Evee heard an odd ripping sound, as if the roots were being torn from the ground. She yanked her leg back, tucking it beneath her body.

For a second, the loose end of the vine dangled freely in his hand. When he tossed it aside, she watched it coil itself into a circular pile at his feet like an obedient hose.

“Holy—” She knew it was impossible for a vine to move across the forest floor, writhing like a snake, and then put down roots in the seconds it’d held her down. She rubbed her eyes and shook her head. She couldn’t explain what she’d just seen. Darting backwards like a crab, she put as much distance as possible between herself, the apothecary, and these crazy plants. She wasn’t sure what had happened, but something was wrong out here. Plants didn’t move on their own. Chills raced up and down her spine as goosebumps prickled her skin.

“Well done.
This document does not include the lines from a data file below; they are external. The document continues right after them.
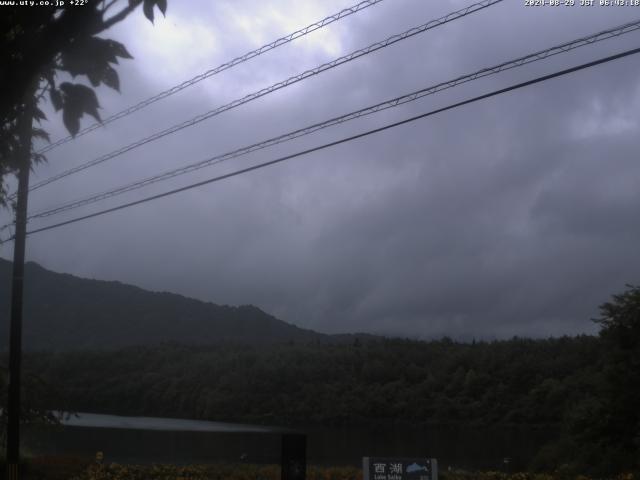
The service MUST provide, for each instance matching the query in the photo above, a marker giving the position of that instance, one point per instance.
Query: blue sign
(384, 468)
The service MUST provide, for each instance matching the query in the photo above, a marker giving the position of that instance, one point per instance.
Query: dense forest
(509, 382)
(103, 347)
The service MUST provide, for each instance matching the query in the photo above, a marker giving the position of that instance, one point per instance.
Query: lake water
(163, 440)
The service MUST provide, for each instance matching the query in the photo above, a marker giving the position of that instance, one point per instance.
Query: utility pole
(15, 330)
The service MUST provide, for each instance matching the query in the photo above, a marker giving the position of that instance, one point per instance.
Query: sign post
(386, 468)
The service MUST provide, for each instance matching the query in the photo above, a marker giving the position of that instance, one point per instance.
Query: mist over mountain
(62, 312)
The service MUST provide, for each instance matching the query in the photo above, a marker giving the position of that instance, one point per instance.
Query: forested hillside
(530, 382)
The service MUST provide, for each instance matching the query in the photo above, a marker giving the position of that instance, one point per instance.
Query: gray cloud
(510, 216)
Thank you, friend,” the apothecary said.

“Who are you calling friend?” Her eyes darted around the garden, taking in every shadow and dark patch.

He ignored her question, plowing ahead with an interrogation instead. “What’d you do with the salvia?”
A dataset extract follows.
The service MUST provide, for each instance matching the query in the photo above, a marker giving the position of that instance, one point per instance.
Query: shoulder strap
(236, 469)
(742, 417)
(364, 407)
She felt her jaw tighten. She winced as the muscle spasmed under the pressure. “Someone dared me to come out here and get it.”

He arched one eyebrow and crossed his arms over his chest. “You’ll get nowhere with bullshit,” he said.
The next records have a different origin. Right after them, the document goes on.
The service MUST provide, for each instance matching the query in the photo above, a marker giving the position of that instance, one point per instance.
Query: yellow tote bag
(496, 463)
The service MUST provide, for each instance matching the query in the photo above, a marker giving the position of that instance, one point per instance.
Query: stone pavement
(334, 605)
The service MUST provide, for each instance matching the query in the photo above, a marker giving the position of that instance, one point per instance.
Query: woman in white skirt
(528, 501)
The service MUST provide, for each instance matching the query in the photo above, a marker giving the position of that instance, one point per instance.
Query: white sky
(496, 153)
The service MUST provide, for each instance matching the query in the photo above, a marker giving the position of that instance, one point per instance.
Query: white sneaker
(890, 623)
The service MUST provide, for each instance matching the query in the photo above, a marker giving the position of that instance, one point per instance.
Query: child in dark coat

“I sell it.” As soon as the words took shape, a tightness slithered into her belly. It probably wasn’t a smart thing to say, given how isolated she felt out here. Crawling backward a few more feet, it felt safer to have some distance between the two of them. “But you can’t prove anything.” She crossed her arms over her chest, pulling her jacket closed around her body.

“My name is Silas Wardwell.” He stared at her, as if waiting for her to say something.

His eyes were really green. They seemed to match the color of the trees and garden around him. It made her think of a chameleon. He continued staring, his head cocked to the side. It seemed as if he was figuring something out. The pause lasted a while, too long, as she shifted her weight from foot to foot. Awkwardness settled into the quiet space between them. He nudged the vine next to him and let out a loud breath.

“This is no common vegetable patch. My plants are dangerous. Some can poison you by the lightest touch. Others are fatal if ingested. And all of them are extremely dangerous in the hands of the ignorant.”

He emphasized this last word. She wasn’t sure if he was trying to make her feel stupid, or small, but it worked. Flame rushed to her cheeks. Her eyes pounded painfully with every heartbeat.

“Given your interest in things that grow,” the apothecary tipped his head in the direction of his garden, “perhaps you and I can come to an agreement. You come to work in my garden. I think you owe me that much. In return, I can teach you things you never imagined possible.”

She tightened her grip on the edges of her coat and gritted her teeth. “I didn’t actually take anything.” She pointed to the bundle in his hands. “See, you have all of it right there. I never actually left the garden.”

Silas raised an eyebrow then pulled out a cell phone from his back pocket. “I’m happy to call the police.” He shrugged and began to dial a number. It looked like a short number.

Evee reached out and grabbed his arm. “Wait! OK. Fine. I’ll do it.”

He pulled the phone away from his ear, turned it off, and slipped it back into his pocket.

“It doesn’t seem like I have much of choice.” She hated how her voice sounded like a whiny toddler and she worried about what she’d gotten herself into. She surveyed him from head to toe. He wore dark jeans and black rubber boots; standard issue outer wear on the island this time of year. Aside from his thick, wavy hair and rather decent shape, he pretty much looked like every other guy in town. He seemed normal enough. Except for the whole creepy plant thing. She held out her hand. “I’m Evee. Evee Ellingson.”

He looked at her and chuckled. He put out his own hand and shook hers. Her fingers burned as his warm hands squeezed her own cold ones. He pulled her up in one quick motion. “Follow me.” He turned on his heel and set for the gate with a long stride. Evee slipped her satchel across her body and scrambled after him to catch up.